Updates for the Edge – From Hours to Minutes – Sneak Preview

Updates for the Edge

My name is Kat Cosgrove, and I’m a Developer Advocate at JFrog. Before that, I was an engineer on JFrog’s IoT team. Our goal is to bring DevOps to the edge, because it shouldn’t be as difficult to update these kinds of devices as it currently is. In pursuit of this goal, we found a lot of interesting solutions that we could bring into a CI/CD pipeline for embedded Linux devices, and eventually built a rather flashy proof of concept that put several of these solutions on display.

This can be a deceptively difficult problem to solve, especially if you’re dealing with a fleet of devices with different capabilities, but there are some tools and design strategies we can implement that address a number of pain points in such a system. First, let’s get some context: exactly how large IS the edge?

Counting both “dumb” sensor edge devices and smarter ones or gateways, there are an estimated 20.4 billion edge devices today. Seems like a lot, yeah? It’s certainly way more than I thought there would be. How are we handling updates for these devices right now?

Some of them can’t be updated; they’re throw-away devices, effectively single-use. When they break, they must be replaced. A lot of those that ARE being updated do it in a way that’s somewhat unwieldy. It’s time consuming, or the infrastructure to support it is complicated, or it can’t happen wirelessly at all and requires physical access, which is either expensive for the manufacturer or irritating for the user. The industry is still booming, though, so why should we spend the time and effort to change it?
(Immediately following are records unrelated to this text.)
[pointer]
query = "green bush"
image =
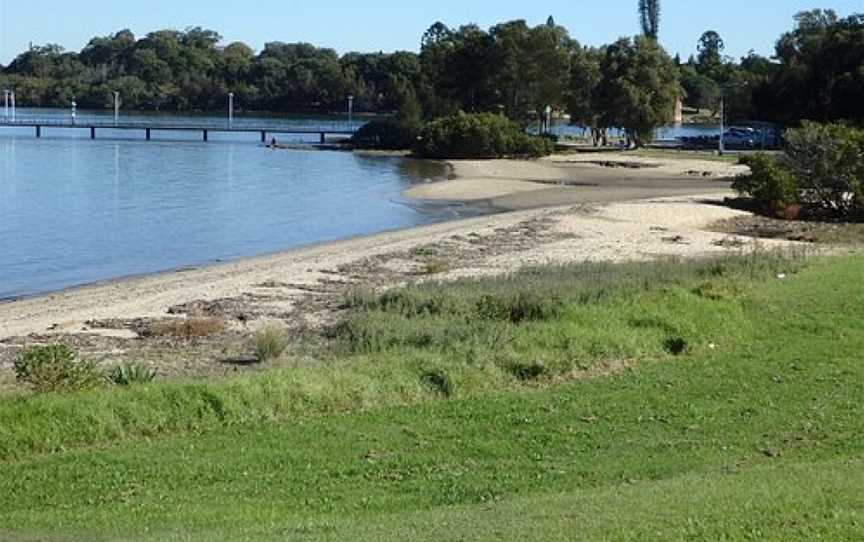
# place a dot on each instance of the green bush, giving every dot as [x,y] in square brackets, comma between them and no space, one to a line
[132,375]
[54,368]
[828,161]
[482,135]
[770,183]
[269,343]
[387,134]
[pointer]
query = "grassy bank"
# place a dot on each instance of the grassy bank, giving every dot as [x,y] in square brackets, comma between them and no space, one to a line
[707,400]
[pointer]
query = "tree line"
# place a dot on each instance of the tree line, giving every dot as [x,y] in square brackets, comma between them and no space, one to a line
[518,70]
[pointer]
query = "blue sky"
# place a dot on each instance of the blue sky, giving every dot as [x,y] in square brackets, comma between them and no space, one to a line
[389,25]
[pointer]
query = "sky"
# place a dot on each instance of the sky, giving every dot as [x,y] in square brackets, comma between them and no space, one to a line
[389,25]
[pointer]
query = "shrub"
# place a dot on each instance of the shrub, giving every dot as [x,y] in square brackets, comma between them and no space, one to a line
[132,375]
[54,368]
[388,134]
[484,135]
[828,161]
[269,344]
[517,308]
[770,183]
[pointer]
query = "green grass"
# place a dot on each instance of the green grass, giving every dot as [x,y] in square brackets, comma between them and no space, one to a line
[752,432]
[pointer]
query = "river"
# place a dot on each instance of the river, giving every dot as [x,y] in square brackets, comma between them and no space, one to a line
[75,211]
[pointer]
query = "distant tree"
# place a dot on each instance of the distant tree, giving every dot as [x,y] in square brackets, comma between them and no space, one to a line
[585,78]
[710,49]
[639,87]
[649,17]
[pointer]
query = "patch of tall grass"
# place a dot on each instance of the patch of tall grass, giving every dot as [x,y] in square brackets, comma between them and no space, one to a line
[429,342]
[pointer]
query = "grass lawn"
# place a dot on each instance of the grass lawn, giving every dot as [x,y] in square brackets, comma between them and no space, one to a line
[700,401]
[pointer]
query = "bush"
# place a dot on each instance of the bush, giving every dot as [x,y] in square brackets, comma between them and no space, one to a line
[269,344]
[387,134]
[770,183]
[483,135]
[132,375]
[828,161]
[54,368]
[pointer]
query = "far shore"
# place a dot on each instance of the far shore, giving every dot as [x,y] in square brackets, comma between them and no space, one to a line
[562,209]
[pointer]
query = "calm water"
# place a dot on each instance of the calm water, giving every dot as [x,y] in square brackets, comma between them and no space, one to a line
[74,211]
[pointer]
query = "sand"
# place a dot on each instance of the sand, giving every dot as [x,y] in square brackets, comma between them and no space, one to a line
[555,225]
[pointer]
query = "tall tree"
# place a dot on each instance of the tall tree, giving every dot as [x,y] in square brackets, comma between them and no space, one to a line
[710,49]
[649,16]
[639,87]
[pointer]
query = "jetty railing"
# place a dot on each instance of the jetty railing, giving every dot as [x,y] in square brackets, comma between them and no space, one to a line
[204,126]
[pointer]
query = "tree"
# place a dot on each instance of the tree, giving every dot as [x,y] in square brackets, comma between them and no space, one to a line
[710,52]
[585,78]
[649,17]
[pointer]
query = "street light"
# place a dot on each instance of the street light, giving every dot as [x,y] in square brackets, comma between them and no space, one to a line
[230,109]
[116,108]
[723,88]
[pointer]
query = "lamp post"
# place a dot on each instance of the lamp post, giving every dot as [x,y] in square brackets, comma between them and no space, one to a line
[230,109]
[116,108]
[722,148]
[723,89]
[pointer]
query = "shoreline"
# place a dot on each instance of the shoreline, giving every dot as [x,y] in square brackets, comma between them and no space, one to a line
[590,223]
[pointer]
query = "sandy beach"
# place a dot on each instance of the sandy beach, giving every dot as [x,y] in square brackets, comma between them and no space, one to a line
[568,209]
  1. Our lives are increasingly reliant on edge computing and IoT, with devices taking over larger amounts of work in consumer, industrial, retail, and medical spaces. People don’t want to spend lengthy amounts of time waiting for a software update to complete, and they definitely don’t want to have to plug a device into a computer to do it.
  2. Infrequent or non-existent software updates, regardless of the reason for it, makes edge devices a serious security vulnerability in anyone’s network. Everyone knows unpatched software is a problem, right? This could mean allowing anything from the exposure of user or client data to a malicious third party, to devices being harnessed for a botnot or cryptocurrency mining. This has already happened on a wide scale, and is continuing to happen today. The safety implications for medical devices are even more extreme.
  3. A lot of edge devices are still simply not designed with the ability to be updated. They expect to run the software version they ship with until they break. The “update strategy” for these devices is flashing them. This is dangerous, because how often do you write a piece of software with zero bugs in it? How confident are you in your QA team to find every conceivable edge case? You shouldn’t be THAT confident — on average, there are between 1 and 25 bugs per 1000 lines of code. Bugs are making it into production. Don’t gamble on your code being perfect.

So what we have is an increasingly large number of these devices, across multiple markets, in rapidly increasing numbers that are totally incapable of being updated at worst, or doing it badly at best. This translates to potential security vulnerabilities or failures waiting to happen in nearly every aspect of our lives. Put that way, it’s something obviously worth spending the effort to fix, right?